I finally traded in the old Chevy on a new car. Among the many items I took out of my 2007 Impala was a book of street maps of the Boston area. I hadn’t used the book in some time, having a smart phone with GPS is just so much easier. I use the WAZE app a lot to avoid traffic and find the fastest route to my destination.
The book of maps is now totally archaic…something that my three grandchildren will likely need explained to them when they are a bit older. I think I’ll keep the book of maps as a curiosity, something I can use to tell them how things were in the olden days (way back in 2010!). Their world will be so interconnected that reading a map will compare to how I viewed ancient mariners using a sextant and the stars to navigate.

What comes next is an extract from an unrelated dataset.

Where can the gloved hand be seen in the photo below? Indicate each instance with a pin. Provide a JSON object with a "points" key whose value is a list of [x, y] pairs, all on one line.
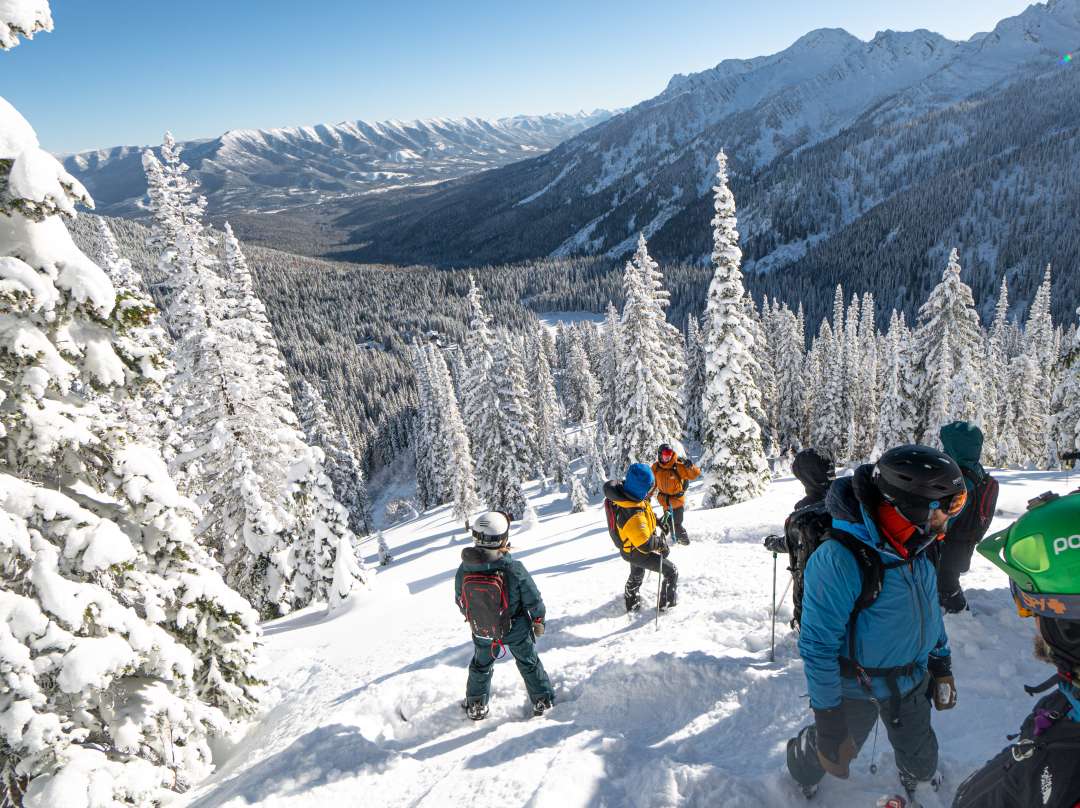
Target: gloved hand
{"points": [[942, 684], [836, 749]]}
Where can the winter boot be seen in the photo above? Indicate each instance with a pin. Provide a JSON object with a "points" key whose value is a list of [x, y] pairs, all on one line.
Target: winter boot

I imagine the same change will happen in measurement and verification of energy savings. Today, sub-metering energy consumption is often perceived as complex and costly. The International Performance Measurement and Verification Protocol was developed to standardize the methodology for verifying energy savings. The IPMVP has developed alternate methods to verify energy savings where extensive sub-metering is deemed not to be practical. Methods include only sub-metering those areas that are the likely major factors in energy use (key parameter measurement), using the whole building utility metering, or a calibrated simulation (modeling) of building energy use. The problem with any of these methods is that they use less data than is optimal, so assumptions need to be made. It’s like the traffic app on my smart phone just using a few data points, rather than the thousands of users it is tracking continuously.

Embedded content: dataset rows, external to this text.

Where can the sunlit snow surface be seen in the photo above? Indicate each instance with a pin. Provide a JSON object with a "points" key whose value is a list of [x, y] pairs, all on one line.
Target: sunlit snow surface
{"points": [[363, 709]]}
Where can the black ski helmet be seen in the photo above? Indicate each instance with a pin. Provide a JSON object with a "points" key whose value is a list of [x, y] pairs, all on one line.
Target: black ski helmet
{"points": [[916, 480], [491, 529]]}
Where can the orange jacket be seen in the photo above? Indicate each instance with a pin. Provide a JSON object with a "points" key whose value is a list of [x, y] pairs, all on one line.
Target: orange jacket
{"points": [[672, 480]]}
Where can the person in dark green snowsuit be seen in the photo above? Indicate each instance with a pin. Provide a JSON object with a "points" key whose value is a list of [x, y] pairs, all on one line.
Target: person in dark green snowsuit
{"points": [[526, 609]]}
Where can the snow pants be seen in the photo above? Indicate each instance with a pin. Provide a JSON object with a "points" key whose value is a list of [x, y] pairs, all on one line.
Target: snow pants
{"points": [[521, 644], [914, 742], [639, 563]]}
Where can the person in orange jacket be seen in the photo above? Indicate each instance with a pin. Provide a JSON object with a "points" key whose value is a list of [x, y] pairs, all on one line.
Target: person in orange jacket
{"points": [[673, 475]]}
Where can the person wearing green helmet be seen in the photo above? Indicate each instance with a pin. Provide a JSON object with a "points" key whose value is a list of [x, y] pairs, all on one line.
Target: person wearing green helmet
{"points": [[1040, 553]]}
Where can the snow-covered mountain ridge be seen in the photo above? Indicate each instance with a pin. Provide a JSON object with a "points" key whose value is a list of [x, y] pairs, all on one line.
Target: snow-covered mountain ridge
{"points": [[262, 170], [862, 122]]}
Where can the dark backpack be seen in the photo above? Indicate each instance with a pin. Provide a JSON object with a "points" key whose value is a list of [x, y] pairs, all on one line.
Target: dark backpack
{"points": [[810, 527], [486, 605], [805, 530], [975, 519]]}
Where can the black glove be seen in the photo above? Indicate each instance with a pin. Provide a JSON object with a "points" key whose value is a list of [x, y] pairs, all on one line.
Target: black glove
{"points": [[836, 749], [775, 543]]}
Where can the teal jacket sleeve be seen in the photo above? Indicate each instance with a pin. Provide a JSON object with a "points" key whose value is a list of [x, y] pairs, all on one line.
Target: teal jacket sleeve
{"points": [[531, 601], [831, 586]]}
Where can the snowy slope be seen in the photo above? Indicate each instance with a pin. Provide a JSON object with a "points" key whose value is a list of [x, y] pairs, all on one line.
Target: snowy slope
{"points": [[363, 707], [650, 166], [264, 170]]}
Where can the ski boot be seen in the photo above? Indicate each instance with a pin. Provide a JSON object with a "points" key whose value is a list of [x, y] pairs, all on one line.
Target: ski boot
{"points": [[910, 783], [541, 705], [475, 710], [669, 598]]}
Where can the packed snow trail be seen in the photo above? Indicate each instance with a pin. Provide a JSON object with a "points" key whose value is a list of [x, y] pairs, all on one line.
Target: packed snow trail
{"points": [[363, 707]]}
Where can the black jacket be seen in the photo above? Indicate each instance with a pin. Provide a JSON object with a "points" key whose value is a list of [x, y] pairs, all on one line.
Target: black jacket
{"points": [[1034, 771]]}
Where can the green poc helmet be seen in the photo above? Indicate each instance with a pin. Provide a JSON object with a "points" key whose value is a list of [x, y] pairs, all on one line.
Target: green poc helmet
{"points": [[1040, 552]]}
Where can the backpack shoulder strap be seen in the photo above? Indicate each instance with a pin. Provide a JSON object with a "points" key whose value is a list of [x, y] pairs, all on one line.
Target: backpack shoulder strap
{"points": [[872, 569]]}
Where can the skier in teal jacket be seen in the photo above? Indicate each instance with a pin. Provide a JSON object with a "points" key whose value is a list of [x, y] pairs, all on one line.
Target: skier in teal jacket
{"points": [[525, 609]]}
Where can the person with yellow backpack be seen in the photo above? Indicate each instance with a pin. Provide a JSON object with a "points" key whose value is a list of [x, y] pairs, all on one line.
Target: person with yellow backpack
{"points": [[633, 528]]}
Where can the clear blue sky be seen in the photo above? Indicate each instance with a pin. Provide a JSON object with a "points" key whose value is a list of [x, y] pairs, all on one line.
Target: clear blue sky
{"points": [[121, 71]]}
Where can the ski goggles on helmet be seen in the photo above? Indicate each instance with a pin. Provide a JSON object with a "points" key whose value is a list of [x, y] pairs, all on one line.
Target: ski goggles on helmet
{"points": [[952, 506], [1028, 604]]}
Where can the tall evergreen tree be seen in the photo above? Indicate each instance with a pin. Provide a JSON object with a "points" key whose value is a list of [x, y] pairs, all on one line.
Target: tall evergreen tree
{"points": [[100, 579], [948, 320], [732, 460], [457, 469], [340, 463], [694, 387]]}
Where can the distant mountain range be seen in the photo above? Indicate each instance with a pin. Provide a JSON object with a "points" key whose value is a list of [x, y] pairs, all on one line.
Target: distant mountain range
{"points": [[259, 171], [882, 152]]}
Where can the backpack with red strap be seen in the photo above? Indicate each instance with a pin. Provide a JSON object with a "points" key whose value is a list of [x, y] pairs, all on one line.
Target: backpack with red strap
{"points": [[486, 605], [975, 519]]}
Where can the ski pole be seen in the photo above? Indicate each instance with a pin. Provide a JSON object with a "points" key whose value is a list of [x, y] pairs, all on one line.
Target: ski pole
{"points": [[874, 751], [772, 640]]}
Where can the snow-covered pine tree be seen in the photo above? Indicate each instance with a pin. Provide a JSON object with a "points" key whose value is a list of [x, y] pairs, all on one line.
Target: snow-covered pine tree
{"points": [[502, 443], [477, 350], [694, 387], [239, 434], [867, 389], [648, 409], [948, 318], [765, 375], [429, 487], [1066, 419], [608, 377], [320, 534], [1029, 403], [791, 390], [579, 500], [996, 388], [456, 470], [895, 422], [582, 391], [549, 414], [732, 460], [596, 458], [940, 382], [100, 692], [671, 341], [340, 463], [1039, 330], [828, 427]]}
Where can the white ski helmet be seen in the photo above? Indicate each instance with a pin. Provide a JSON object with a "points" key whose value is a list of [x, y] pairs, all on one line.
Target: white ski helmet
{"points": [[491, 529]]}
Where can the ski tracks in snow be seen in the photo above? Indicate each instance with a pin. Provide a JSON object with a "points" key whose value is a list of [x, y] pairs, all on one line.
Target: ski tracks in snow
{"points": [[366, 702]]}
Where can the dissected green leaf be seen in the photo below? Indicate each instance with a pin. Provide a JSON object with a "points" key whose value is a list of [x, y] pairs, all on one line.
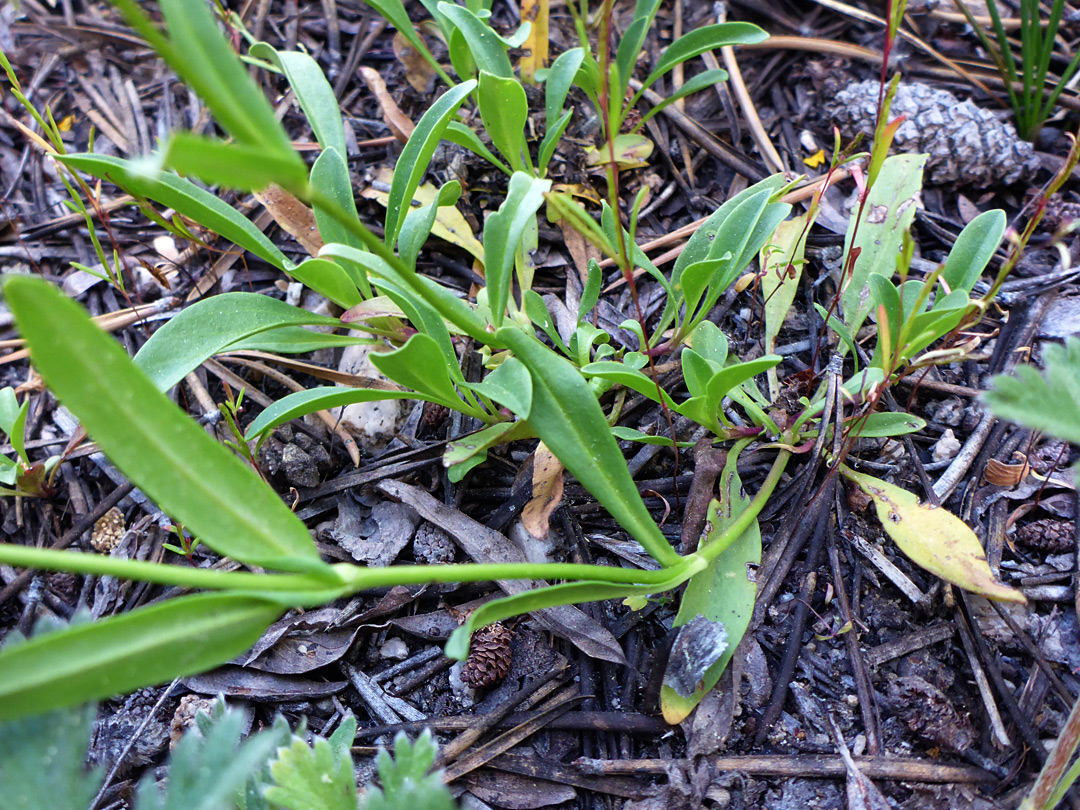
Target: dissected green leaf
{"points": [[41, 760], [208, 768], [210, 325], [197, 481], [312, 778], [724, 592], [1045, 402], [144, 647], [933, 539]]}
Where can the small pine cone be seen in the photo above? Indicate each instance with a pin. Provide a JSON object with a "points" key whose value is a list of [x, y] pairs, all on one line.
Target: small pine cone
{"points": [[185, 716], [1048, 535], [489, 653], [64, 585], [964, 144], [432, 545], [108, 530]]}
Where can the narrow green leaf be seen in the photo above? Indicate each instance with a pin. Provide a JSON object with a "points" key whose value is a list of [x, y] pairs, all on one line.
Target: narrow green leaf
{"points": [[502, 234], [208, 326], [504, 111], [183, 197], [319, 399], [723, 593], [312, 91], [570, 422], [487, 49], [233, 165], [192, 477], [416, 156], [700, 40], [145, 647], [973, 250]]}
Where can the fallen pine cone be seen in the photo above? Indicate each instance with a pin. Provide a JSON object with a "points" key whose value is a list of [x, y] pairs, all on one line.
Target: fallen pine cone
{"points": [[963, 143], [1048, 535], [488, 660]]}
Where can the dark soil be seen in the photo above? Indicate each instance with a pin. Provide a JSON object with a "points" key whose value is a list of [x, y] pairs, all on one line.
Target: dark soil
{"points": [[952, 699]]}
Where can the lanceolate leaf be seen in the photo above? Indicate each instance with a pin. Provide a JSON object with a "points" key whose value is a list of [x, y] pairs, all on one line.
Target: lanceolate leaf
{"points": [[183, 197], [570, 422], [207, 326], [147, 646], [415, 157], [197, 481], [933, 539], [723, 593]]}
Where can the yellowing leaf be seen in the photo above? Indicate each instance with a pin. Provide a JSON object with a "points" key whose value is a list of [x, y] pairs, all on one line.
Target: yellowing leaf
{"points": [[449, 224], [631, 151], [933, 539]]}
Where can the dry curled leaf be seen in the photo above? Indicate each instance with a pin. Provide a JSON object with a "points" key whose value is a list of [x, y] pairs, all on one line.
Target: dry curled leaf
{"points": [[933, 539]]}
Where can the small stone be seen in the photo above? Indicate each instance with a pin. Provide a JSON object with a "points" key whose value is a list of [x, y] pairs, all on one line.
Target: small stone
{"points": [[108, 530], [185, 716], [431, 545]]}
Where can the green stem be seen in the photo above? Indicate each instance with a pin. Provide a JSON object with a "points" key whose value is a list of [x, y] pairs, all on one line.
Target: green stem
{"points": [[721, 541]]}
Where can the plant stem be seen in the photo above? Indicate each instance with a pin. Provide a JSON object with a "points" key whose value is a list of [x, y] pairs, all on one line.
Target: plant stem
{"points": [[715, 547]]}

Measurement of energy in facilities is most cost effective when we can tie into the equipment without retrofitting external metering. Often, older equipment does not have inherent measurement and connectivity. Newer equipment is more likely to have these capabilities, but is sold and installed separately from the energy management systems that might use the data, so there is no incentive to provide metering capability. Add to these barriers the myriad of network protocols used in facilities (BACnet, Modbus, Ethernet IP, etc.) and it’s easy to see why energy measurement can get costly.
Many of the standards organizations are working to try to standardize the interface between facility equipment and the smart grid. This includes ASHRAE, NIST, ODVA, the SGIP and the IEC. The goal of these standards is a more dynamic balance between the available utility supply and the demand from consumers of energy. Better communication between the supply on the “smart grid” and the consumer, with incentives to reduce energy consumption, is a big data application.

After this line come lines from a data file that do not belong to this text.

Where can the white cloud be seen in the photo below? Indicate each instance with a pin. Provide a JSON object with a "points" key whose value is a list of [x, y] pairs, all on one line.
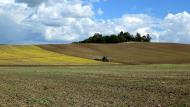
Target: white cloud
{"points": [[72, 20], [100, 11]]}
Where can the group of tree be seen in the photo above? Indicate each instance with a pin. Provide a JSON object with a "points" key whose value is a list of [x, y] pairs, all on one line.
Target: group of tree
{"points": [[117, 38]]}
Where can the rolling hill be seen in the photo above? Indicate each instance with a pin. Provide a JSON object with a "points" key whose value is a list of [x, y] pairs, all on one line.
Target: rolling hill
{"points": [[128, 53], [33, 55]]}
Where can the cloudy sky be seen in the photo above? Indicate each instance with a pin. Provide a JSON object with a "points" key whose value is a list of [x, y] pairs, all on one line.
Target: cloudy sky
{"points": [[65, 21]]}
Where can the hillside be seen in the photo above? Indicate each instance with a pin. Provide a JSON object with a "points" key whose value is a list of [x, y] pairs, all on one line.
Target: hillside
{"points": [[33, 55], [128, 53]]}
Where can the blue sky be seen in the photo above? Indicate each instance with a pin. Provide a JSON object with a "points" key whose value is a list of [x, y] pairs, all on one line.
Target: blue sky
{"points": [[156, 8], [65, 21]]}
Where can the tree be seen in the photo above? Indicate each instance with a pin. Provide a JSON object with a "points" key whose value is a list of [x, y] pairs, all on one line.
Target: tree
{"points": [[128, 37], [138, 37], [121, 37]]}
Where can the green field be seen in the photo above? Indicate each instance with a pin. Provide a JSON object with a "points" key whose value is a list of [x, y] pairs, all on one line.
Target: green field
{"points": [[103, 85]]}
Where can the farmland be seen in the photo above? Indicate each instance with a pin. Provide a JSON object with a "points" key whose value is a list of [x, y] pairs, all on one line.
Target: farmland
{"points": [[33, 55], [98, 85], [128, 53]]}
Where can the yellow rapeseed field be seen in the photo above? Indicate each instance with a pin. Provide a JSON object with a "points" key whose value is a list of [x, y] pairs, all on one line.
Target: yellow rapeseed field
{"points": [[33, 55]]}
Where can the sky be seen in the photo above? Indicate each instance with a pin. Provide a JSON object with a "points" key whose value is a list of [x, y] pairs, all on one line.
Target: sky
{"points": [[66, 21]]}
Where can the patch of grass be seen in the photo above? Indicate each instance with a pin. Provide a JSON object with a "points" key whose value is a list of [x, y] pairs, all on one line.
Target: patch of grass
{"points": [[102, 85]]}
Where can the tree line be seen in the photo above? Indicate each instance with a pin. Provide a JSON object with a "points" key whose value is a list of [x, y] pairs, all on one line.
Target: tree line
{"points": [[117, 38]]}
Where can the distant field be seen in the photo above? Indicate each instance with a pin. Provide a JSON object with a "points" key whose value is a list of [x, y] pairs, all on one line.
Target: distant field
{"points": [[128, 53], [33, 55], [103, 85]]}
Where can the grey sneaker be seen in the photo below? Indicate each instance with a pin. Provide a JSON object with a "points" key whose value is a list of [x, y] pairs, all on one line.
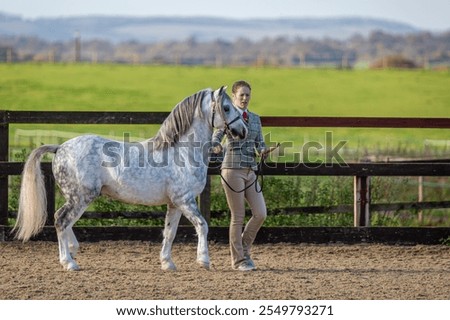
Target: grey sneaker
{"points": [[250, 261], [245, 266]]}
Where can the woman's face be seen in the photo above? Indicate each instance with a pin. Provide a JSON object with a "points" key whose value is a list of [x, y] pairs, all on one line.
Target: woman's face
{"points": [[242, 97]]}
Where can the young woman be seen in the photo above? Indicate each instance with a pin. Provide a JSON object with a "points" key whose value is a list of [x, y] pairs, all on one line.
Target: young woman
{"points": [[240, 181]]}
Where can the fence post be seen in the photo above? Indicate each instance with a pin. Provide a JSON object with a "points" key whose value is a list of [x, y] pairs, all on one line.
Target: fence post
{"points": [[361, 196], [4, 150]]}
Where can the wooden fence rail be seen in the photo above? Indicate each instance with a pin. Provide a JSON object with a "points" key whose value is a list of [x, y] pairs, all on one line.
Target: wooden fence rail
{"points": [[360, 171]]}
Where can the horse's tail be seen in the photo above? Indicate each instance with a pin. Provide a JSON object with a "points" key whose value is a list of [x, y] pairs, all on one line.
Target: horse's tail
{"points": [[32, 211]]}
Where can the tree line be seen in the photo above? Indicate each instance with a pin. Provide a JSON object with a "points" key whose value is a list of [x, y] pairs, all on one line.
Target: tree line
{"points": [[418, 50]]}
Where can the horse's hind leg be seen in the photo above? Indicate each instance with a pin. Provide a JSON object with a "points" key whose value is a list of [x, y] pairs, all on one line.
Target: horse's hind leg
{"points": [[73, 243], [170, 229], [191, 212], [65, 218]]}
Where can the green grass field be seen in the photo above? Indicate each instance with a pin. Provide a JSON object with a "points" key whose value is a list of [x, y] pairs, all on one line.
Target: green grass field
{"points": [[276, 91]]}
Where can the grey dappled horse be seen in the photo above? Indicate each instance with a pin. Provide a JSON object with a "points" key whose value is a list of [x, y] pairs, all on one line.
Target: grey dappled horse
{"points": [[170, 168]]}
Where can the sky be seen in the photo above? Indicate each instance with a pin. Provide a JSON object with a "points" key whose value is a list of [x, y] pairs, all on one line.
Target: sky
{"points": [[433, 15]]}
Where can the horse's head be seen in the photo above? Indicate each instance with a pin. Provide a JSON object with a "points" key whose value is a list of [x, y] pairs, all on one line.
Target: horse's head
{"points": [[225, 115]]}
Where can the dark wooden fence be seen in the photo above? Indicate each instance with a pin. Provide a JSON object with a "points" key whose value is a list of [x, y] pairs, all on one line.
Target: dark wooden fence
{"points": [[361, 172]]}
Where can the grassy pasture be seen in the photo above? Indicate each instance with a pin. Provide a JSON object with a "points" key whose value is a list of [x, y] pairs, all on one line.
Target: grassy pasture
{"points": [[276, 91]]}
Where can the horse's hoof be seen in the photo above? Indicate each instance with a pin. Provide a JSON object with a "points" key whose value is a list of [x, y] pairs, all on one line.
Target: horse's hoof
{"points": [[72, 266], [204, 264], [168, 266]]}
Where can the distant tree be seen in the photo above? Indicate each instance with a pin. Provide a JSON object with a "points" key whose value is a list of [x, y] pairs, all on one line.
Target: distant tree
{"points": [[393, 62]]}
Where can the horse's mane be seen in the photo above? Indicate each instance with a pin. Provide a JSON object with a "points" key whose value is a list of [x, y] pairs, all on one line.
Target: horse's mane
{"points": [[178, 121]]}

So, how can facilities, especially energy intensive industrial sites, more cost effectively measure and manage energy consumption and be ready to leverage smart grid incentives? The first step is to have a network strategy for energy management. Building Automation and Process Automation systems can both use the same network technology (usually Ethernet based). Equipment manufacturers are providing more measurement and connectivity features in equipment and systems. Your network strategy should be able to leverage that embedded intelligence in equipment and conversely, make sure your purchasing decisions require that same functionality. If you get the connectivity right, you will be positioned to leverage big data applications in the future and you’ll be able to say to new hires at your company “once upon a time…”.